Sustainability and family structure are two
areas Stammler says he always stresses. The firm has a level
approach to new recruitment, and only hires when it fits into the
overall strategy. Between 2006 and 2007, around 50 new members of
staff were employed but the company held back from further
recruitment in the next two years to let new staff integrate
properly.
Testing times
The past two years were also marked by the onset and
fallout of the credit crunch. Feri Family Trust, however, has not
lost a single client. Stammler says this can be attributed to two
factors – the company’s emphasis on maintaining long-term
relationships and its ability to adapt to rapidly changing
conditions.
As banks crumbled, Feri made the sharp decision
to apply some of the investment techniques it normally reserved for
institutional clients to its very wealthy clients.
“For our very wealthy clients we used risk
overlay management where we were analysing the overall risk of
portfolios on a daily basis and reshuffling the risk budget. It is
a complex mechanism we originally developed for the institutions,”
Stammler says.
While some loss was always going to be
inevitable, with equity markets plummeting as much as 40% in the
crisis’ blackest weeks, it was able to limit the loss on most of
its portfolios.
The result was that many mandates lost between
1% and 2% and those mandates with a more aggressive approach have
since made up the losses.
“Those who took a conservative approach did
well because they only lost about 1% to 2% and they have gained 5%
to 7% since then. Most of the portfolios are positive compared to
the beginning of 2008,” he adds.
But the knock-on effect of the market mayhem
was to have a more profound impact on investor behaviour.
Stammler recalls clients expressing a
widespread reluctance to invest money in risky assets for more than
half a year – significantly reducing growth and recovery
potential.
“In the first half of [2009] we had no [client]

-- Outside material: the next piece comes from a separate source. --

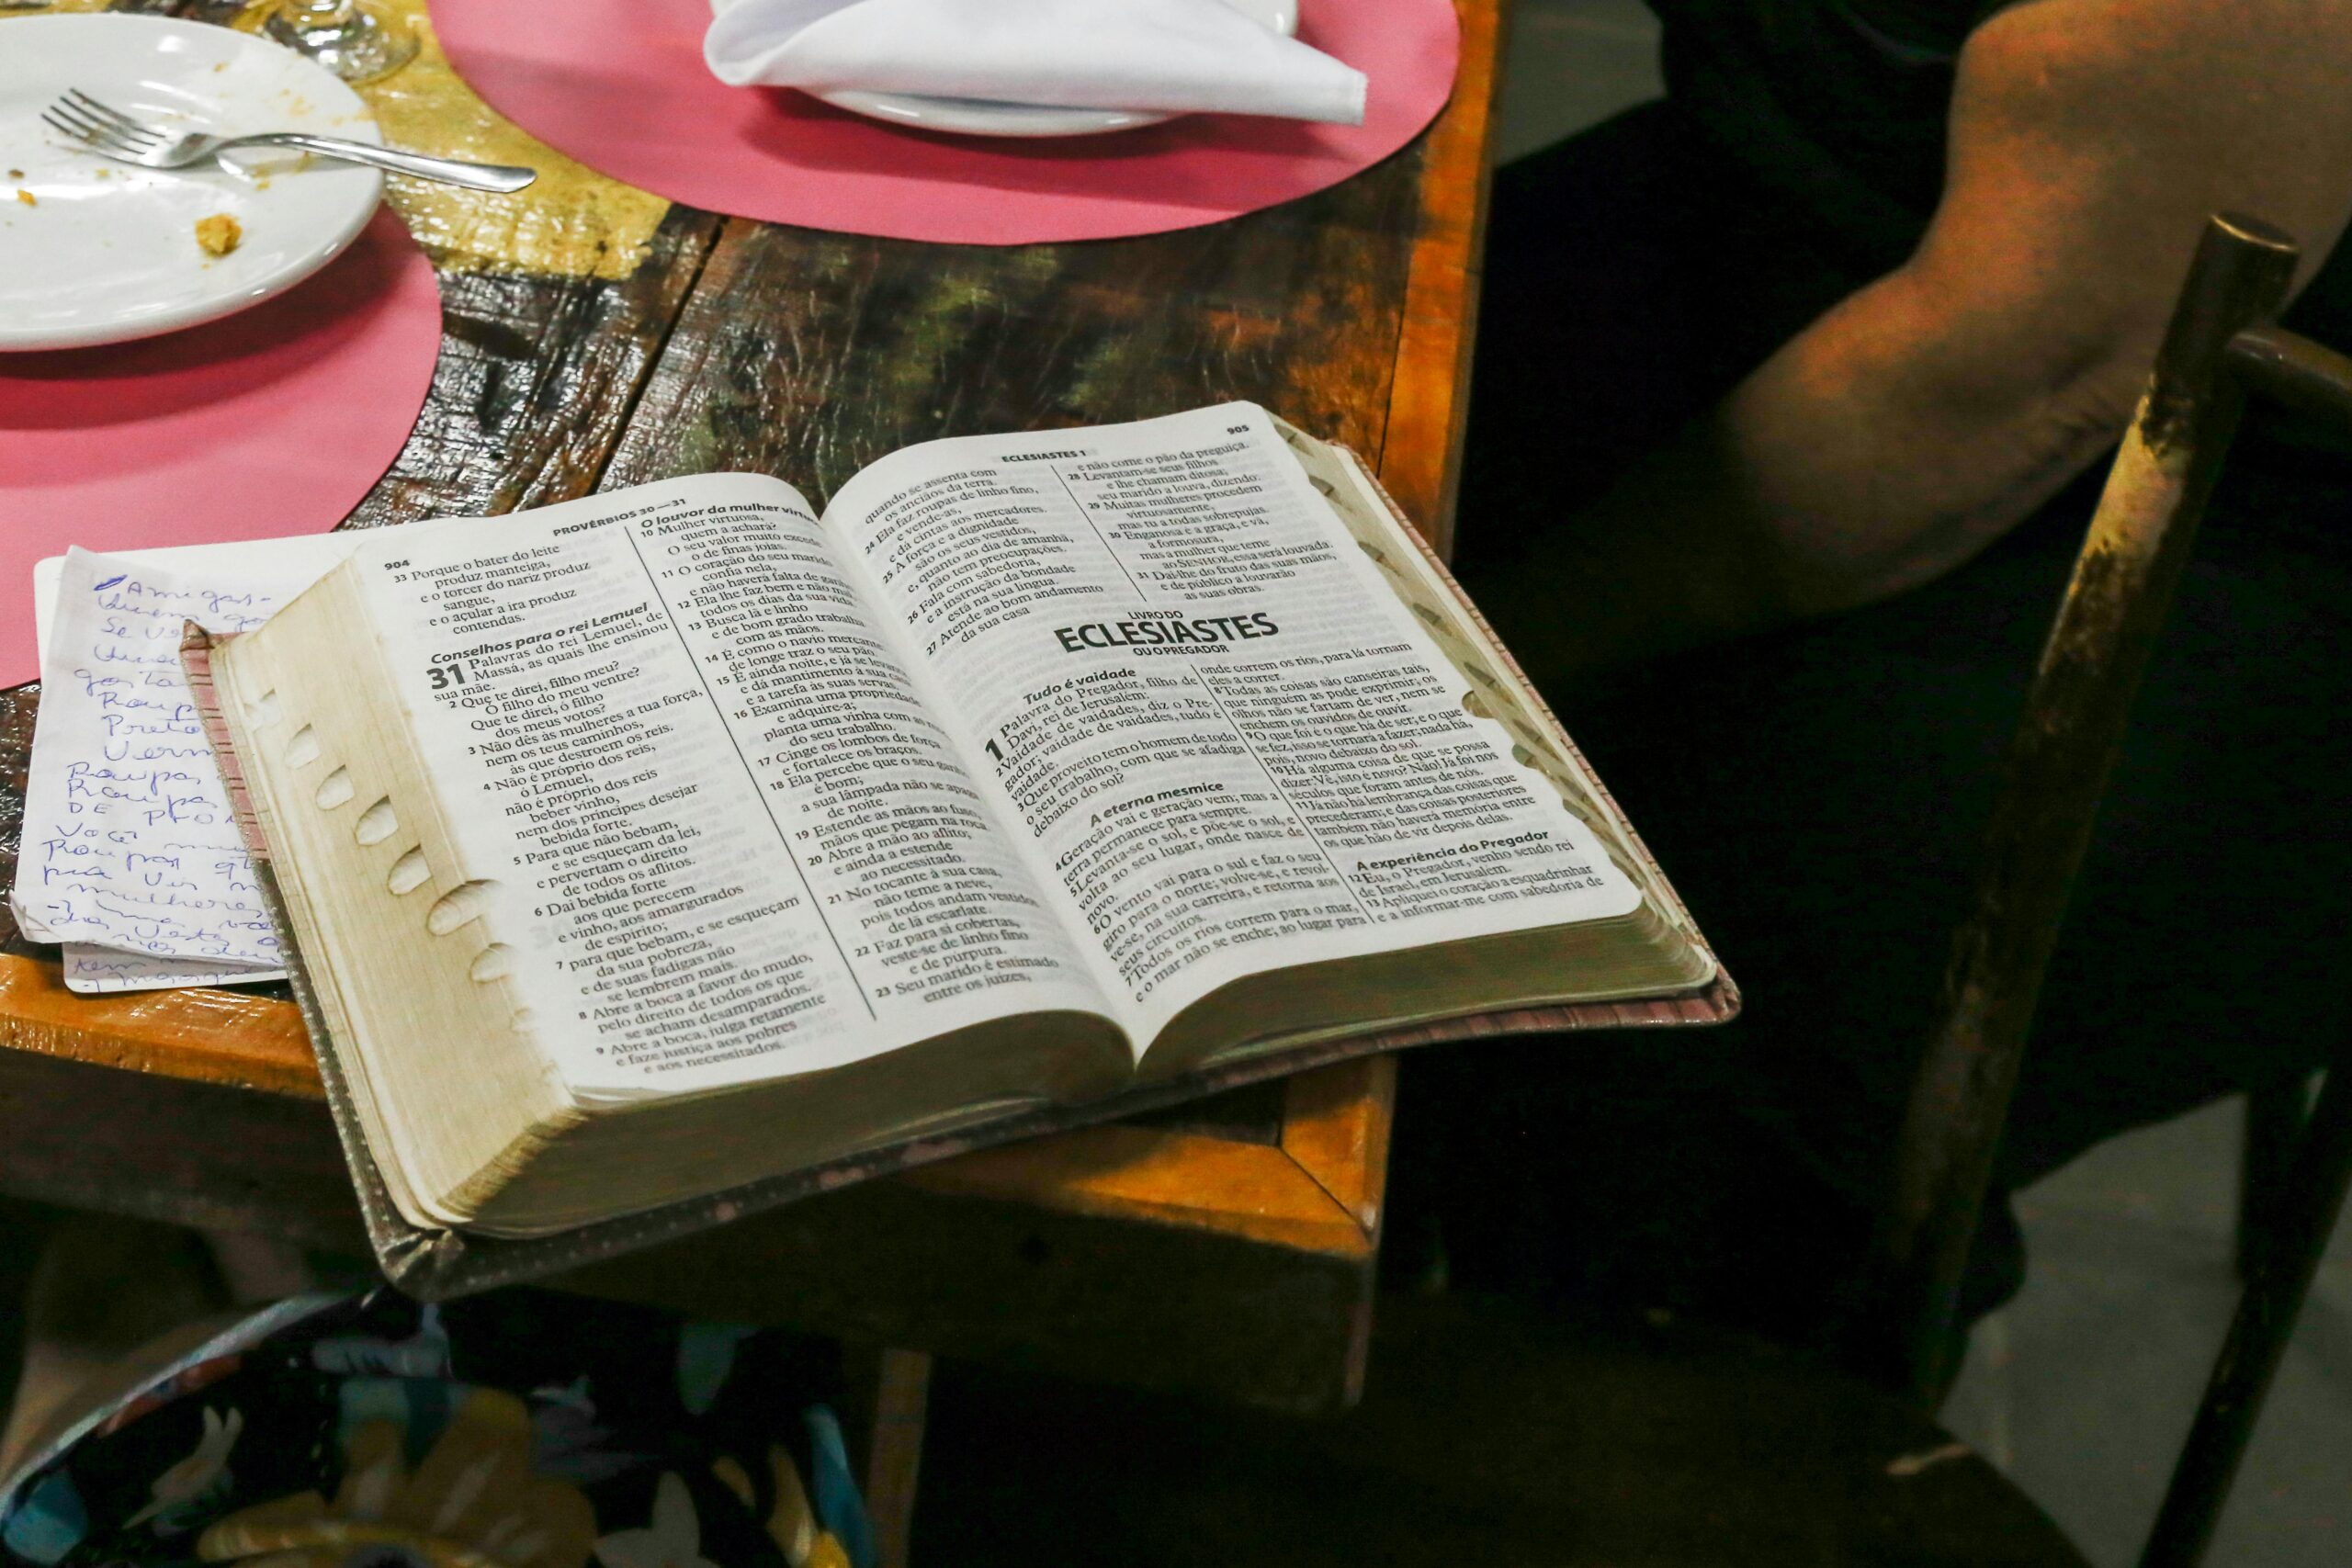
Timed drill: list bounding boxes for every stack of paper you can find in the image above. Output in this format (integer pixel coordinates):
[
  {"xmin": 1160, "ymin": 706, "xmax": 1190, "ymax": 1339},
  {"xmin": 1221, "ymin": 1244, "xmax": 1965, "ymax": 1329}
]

movement whatsoever; not out, not in, because people were holding
back and the people we were trying to get as new clients were
sitting tight,” Stammler says.
“They had their money in cash accounts and they
just did not know what to do. They were scared to hell that the
rest of the money would go down the drain as well and they were not
able to move.”
It was only in the second half of 2009, that
the mood began to lift, with clients reinvesting in equities and
new clients climbing on board. In the past year, AuM across the
whole group have grown by €1bn.
In spite of the change in appetite, the firm
has not lost sight of the irrational nature of markets, investors
or regulatory institutions.
“Now the world is getting back to normal and
that is also dangerous because not so much has changed yet. It is
still a period of easy money,” Stammler cautions. “You never know
when the central banks will stop easing money and cutting back on
that and what the ripple effects of that will be. There are a lot
of other things to come so there is still a huge uncertainty we
have to deal with.”
Market turmoil may be far from over but with
its careful and analytical approach, Feri Family Trust looks set to
navigate confidently through the current uncertainty.